Luhut menuturkan, sepulang dari pendidikan GSG-9 itu dia didapuk untuk mendirikan sekaligus memimpin pasukan antiteror pertama di Indonesia, Datasemen 81 Kopassus. Interaksi dengan Benny semakin intensif.
Benny, jenderal yang dikenal sebagai ahli telik sandi, itu menanyakan rupa-rupa ke Luhut, mulai pelatihan pasukan Den-81 maupun lainnya. Pada satu sisi seringnya dipanggil dan diajak komunikasi oleh atasan, apalagi jenderal paling disegani di ABRI, tentu menjadi kebanggaan tersendiri. Namun buat Luhut, kedekatan dengan Benny lama-lama membuatnya risih.

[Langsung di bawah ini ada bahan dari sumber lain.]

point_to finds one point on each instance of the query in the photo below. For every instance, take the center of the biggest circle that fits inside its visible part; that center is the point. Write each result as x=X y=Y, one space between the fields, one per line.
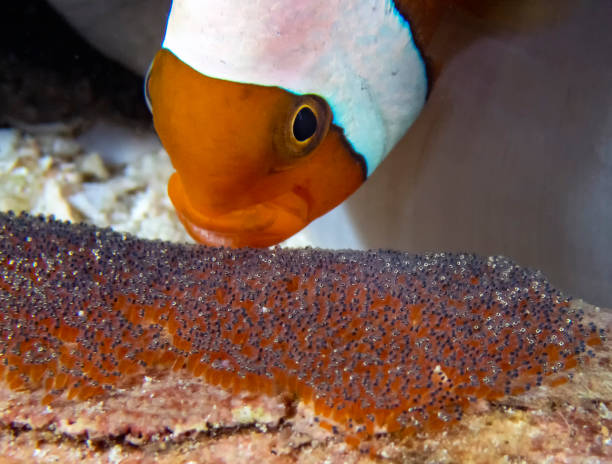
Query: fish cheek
x=217 y=133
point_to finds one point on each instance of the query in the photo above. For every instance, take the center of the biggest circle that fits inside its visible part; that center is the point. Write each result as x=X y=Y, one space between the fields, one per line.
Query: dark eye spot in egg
x=304 y=124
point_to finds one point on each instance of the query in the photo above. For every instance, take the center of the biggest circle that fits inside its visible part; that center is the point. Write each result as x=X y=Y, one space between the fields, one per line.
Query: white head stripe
x=357 y=54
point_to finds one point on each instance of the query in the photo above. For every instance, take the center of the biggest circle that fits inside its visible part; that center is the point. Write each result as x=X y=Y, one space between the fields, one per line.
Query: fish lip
x=259 y=225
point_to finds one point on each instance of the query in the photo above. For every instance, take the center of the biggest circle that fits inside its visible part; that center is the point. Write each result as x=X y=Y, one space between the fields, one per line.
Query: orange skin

“Kebanggaan dipanggil oleh Panglima ABRI (Benny dari asintel Hankam menjadi Pangab) mengecil, karena pasti banyak yang tahu, dan banyak pula senior saya yang tidak senang, mungkin juga jadi iri, seorang perwira menengah dipanggil oleh jenderal bintang empat berjam-jam,” tutur lulusan US Army Airborne, Pathfinder, and Ranger Course di Fort Bragg dan Fort Benning, Amerika Serikat itu.
Lama Luhut gelisah dengan keadaan tersebut. Puncaknya, suatu hari ketika suasana hati (mood) Benny sedang bagus, dia memberanikan diri bertanya.
"Pak, mohon izin, lain kali kalau memanggil saya bisa kah melalui atasan saya?”, ucapnya.
Apa yang terjadi?
Mendengar permintaan itu Benny murka. Mukanya seketika mengeras. Kedua tangannya menyapu-nyapu meja.
Suara keras pun terlontar dari bibir Jenderal kepercayaan Soeharto itu.
“Luhut!” katanya dengan nada dalam. “Saya jenderal bintang empat…!” sambil menunjukkan tanda pangkatnya di bahu. "Dan kamu Letkol…!”
Hanya itu yang diucapkan, tapi Luhut langsung paham. “Siap!”, ujar prajurit Baret Merah yang kelak menjadi menteri di era Presiden Gus Dur tersebut.
Luhut mengenang, sejak itu dirinya tidak pernah menanyakan lagi hal sama kepada mentornya tersebut.
Beberapa tahun kemudian ketika Benny pensiun, Luhut merasakan dampak dari kedekatannya dulu.
"Saya menerima konsekuensi karena jadi golden boy Pak Benny. Tidak jadi Danjen Kopassus, tidak jadi Kasdam atau Pangdam. Bagi saya itu harus bayar sebagai akibat kesetiaan yang tegak lurus. Dan saya bangga mampu menjalankan nilai-nilai yang diturunkan oleh Pak Benny kepada saya," kata peraih trofi Payung Emas (lulusan terbaik) Kursus Lintas Udara pada 1971 ini.
Untuk diketahui, berbagai jabatan elite di Kopassus pernah disandang Luhut kala semasa perwira pertama hingga menengah. Namun ketika menembus perwira tinggi, dia berada di tempat-tempat yang 'kurang prestisius'.
Semasa Brigjen, Luhut didapuk sebagai Wadapussenif Kodiklatat. Dia tembus bintang dua saat dipromosikan sebagai Danpussenif Kodiklatad. Puncaknya, sebagai Letjen Luhut diplot sebagai Dankodiklatad.
Dalam rentang itu, peraih sangkur perak Kursus Komando (lulusan terbaik) ini praktis tak pernah merasakan jabatan teritorial sebagai Pangdam. Luhut Juga Tak pernah mencicipi jabatan bergengsi yang diidamkan semua prajurit Baret Merah, yakni Danjen Kopassus.
Karier militernya bahkan berakhir lebih cepat. Luhut harus meninggalkan dunia militer yang membesarkan namanya karena diperintahkan Presiden BJ Habibie menjadi Duta Besar RI untuk Singapura.